OCaml for the Skeptical

OCaml lets you write expressions in two distinct realms: the realm of *values* (which
is the realm of ordinary programming), and the realm of *types*. Part of learning
OCaml is learning the names of the built-in types, the algebra that allows you to use
*type operators* or *type constructors* to combine existing *general* types into
specialized types, and how to express completely new user-defined types.

Since OCaml uses *type inference* to deduce the types of the expressions you write,
you don't initially need to write down types in your code. But you *see* these types
(or *signatures*) right from the beginning, because the interactive top-level tells
you not just the value, but the type of every expression you evaluate. So it's good to
understand the language of types right from the beginning, so that you understand what
OCaml is telling you about your programs.

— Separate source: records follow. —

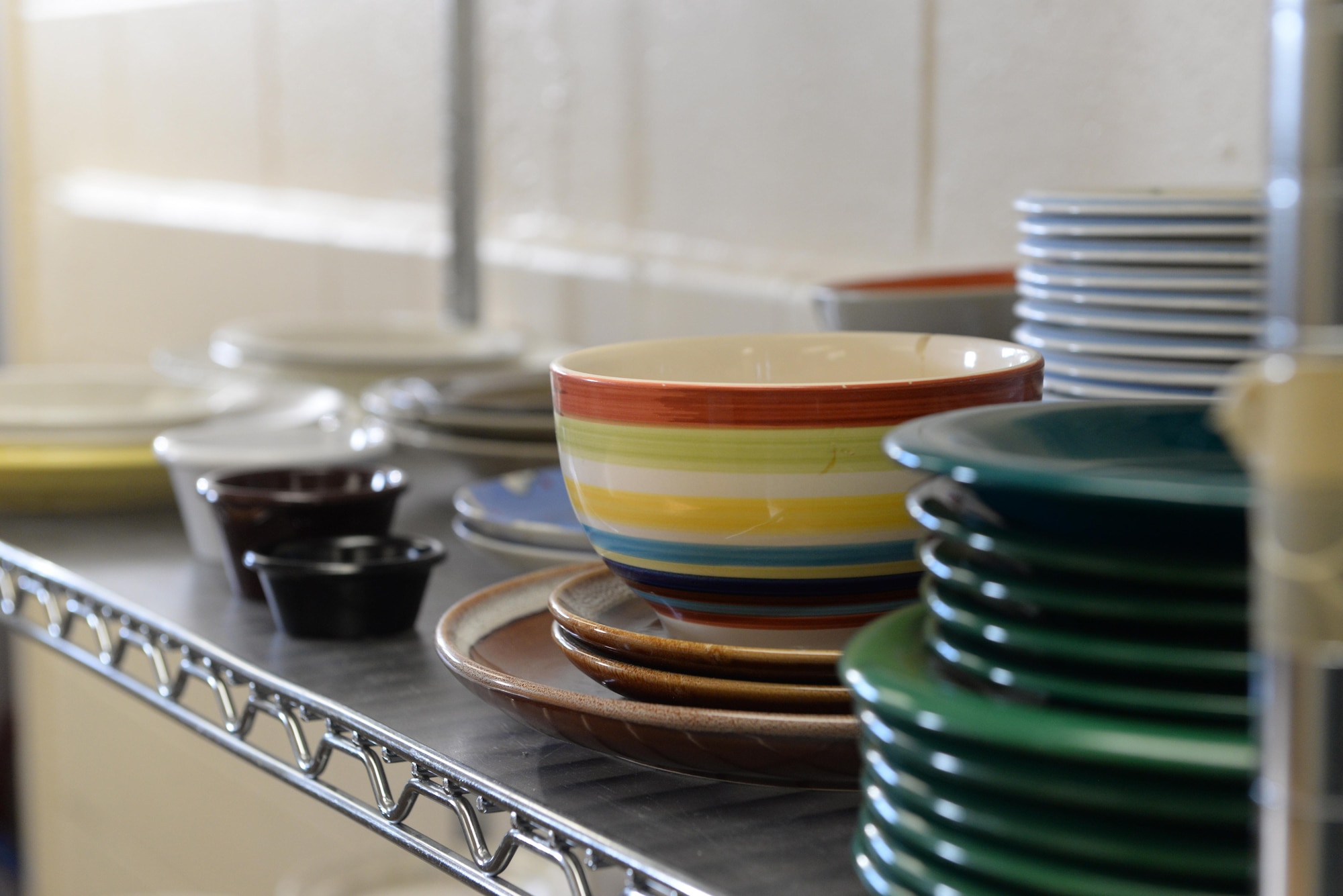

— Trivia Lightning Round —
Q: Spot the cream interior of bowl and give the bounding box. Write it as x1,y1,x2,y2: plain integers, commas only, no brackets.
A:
555,333,1039,385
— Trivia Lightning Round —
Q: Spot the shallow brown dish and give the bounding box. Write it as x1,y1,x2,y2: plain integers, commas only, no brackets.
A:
551,622,853,712
551,563,839,687
436,564,858,790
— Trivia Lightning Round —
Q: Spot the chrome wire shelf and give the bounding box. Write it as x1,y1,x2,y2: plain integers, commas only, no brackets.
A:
0,542,708,896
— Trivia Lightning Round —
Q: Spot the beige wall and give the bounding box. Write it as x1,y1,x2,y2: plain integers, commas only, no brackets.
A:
4,0,1268,360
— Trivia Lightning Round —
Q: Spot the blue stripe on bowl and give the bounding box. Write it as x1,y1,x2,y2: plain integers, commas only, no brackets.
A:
584,526,915,566
630,587,916,617
603,558,923,597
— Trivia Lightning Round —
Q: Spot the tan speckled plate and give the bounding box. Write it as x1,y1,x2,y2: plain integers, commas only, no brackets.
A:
436,564,858,790
551,564,839,688
551,622,853,712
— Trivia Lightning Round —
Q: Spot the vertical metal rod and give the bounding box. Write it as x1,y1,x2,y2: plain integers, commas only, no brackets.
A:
443,0,481,326
1252,0,1343,896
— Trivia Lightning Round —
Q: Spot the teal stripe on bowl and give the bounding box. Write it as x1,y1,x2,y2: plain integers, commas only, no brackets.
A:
626,582,916,617
584,526,915,566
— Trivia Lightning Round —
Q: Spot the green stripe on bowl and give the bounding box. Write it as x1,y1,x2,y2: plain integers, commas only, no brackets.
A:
556,416,898,473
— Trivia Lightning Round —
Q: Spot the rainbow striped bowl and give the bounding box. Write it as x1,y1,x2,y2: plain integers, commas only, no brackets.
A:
551,333,1044,646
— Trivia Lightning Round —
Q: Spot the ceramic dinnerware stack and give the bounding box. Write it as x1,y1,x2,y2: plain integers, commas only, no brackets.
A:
841,401,1256,896
361,370,557,465
0,365,262,512
552,333,1041,648
208,313,526,396
549,568,850,713
811,268,1015,340
1014,191,1264,399
453,466,596,570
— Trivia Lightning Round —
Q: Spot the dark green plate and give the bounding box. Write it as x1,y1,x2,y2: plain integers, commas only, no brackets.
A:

Most importantly, when you make type errors in your programs, you need to understand types so that you can understand the error messages!

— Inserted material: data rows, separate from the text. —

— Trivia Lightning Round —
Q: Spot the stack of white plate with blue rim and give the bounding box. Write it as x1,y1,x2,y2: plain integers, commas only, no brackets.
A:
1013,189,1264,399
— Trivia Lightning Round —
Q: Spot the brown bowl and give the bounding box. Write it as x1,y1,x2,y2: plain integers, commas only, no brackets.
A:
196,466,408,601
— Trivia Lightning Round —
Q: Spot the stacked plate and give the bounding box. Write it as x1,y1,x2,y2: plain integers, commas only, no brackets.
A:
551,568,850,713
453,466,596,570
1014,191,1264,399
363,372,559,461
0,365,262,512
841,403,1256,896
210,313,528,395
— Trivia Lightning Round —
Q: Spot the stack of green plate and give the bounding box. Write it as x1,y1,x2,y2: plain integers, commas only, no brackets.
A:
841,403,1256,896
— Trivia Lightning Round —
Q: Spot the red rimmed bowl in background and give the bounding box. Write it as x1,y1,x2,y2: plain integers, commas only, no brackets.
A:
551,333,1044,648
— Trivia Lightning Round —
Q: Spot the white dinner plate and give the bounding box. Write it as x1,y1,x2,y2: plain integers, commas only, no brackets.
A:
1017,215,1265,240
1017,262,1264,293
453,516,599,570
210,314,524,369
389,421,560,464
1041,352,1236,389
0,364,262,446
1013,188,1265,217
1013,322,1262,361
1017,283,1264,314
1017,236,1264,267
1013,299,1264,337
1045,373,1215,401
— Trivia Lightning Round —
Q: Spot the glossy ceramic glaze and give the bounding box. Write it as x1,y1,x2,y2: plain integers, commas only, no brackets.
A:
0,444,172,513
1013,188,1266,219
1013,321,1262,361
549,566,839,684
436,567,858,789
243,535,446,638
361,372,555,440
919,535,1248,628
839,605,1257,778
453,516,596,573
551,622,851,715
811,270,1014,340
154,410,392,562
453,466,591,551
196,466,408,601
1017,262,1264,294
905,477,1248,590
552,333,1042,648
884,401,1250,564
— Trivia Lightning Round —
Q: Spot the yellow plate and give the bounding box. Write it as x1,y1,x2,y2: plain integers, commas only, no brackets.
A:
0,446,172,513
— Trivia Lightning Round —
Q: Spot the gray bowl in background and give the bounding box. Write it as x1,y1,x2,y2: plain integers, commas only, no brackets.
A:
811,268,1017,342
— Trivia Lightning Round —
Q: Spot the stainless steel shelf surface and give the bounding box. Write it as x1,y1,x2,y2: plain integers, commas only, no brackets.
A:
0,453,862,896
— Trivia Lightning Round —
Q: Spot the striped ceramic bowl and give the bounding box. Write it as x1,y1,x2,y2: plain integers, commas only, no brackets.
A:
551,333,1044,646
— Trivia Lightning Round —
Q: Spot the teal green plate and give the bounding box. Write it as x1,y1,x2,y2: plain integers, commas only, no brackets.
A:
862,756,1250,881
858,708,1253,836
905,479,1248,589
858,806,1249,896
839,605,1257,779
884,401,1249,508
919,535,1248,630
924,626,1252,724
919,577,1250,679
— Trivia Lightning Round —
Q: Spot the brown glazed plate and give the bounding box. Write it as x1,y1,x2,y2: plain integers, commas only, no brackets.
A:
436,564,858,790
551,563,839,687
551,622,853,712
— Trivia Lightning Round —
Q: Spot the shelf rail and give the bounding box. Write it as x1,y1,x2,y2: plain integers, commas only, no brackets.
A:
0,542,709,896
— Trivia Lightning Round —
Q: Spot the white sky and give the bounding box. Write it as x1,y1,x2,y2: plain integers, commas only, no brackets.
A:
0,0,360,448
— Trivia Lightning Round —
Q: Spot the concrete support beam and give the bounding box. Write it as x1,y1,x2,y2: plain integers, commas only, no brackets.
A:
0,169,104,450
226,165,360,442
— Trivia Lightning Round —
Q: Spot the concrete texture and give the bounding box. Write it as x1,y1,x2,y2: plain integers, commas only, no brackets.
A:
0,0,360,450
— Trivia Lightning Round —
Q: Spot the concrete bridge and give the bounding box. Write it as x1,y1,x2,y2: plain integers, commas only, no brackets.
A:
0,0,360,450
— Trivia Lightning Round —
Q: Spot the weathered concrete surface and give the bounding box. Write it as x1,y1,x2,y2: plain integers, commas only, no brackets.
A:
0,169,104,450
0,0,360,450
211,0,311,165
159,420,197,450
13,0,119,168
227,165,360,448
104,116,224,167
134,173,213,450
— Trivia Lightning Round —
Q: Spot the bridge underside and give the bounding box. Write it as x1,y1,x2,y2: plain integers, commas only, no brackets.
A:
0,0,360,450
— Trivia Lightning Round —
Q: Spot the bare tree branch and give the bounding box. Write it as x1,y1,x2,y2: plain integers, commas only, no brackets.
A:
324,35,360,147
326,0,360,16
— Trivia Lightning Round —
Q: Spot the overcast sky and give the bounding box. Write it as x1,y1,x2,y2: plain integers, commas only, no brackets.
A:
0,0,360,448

How do you ask the OCaml top-level for the type of some value, say `12`? You just
evaluate an expression that results in that value (the simplest such expression being
`12` itself) and OCaml tells you not only the value but the type:

# 12;; - : int = 12 #

That's type (`int`) = value (`12`). Since functions are values, you can ask OCaml
the type of a function by evaluating an expression that results in that function, the
simplest such expression being either a lambda expression, or, if the function is bound
to a name, just the name. (To evaluate a function is *not* to apply it to some
argument!) When you do this, OCaml displays the type and value of the function.
Consider the Boolean function `not`, the list length function `List.length`, and
the function that increments an integer by one (given as a lambda):

# not;; - : bool -> bool = <fun> # List.length;; - : 'a list -> int = <fun> # fun n -> n + 1;; - : int -> int = <fun> #

There are several interesting things to note. First, why is the value of the function
given as `<fun>`? The answer is, because the value of a function is compiled
machine code^{[1]}, which might be very bulky and wouldn't make
much sense anyway if displayed on the screen. So, OCaml just displays `<fun>`
to stand in for it.

Next, we see that function types are indicated by expressions of the form ` domain
-> range`. This is explained in detail in Defining and Applying Functions.

Finally, we see that the domain of `List.length` is given as `'a list`. What does
this mean?

Type expressions can contain *type variables*, just as ordinary (value) expressions
can contain variables. In ordinary expressions, these variables stand for values, and
in type expressions they stand for types. Type variables are written as a letter
following a single-quote, e.g. `'a`, `'b`, `'c`, etc. (I pronounce these as the
nearest Greek letter, e.g. `'a` as *alpha*, `'b` as *beta*, etc.; I don't know
how common this is in the OCaml community but it's common in books and papers about
functional programming.)

The OCaml `list` type is actually not a type per se, but rather a postfix type-operator
that constructs concrete (monomorphic) list types. For example, the list `[1;2;3]`
is of type `int list`, while the list `["foo";"bar";"baz"]` is of type `string
list`. So in the type expression `int list`, the `list` type-constructor is
applied to the type `int` to yield the type `int list`.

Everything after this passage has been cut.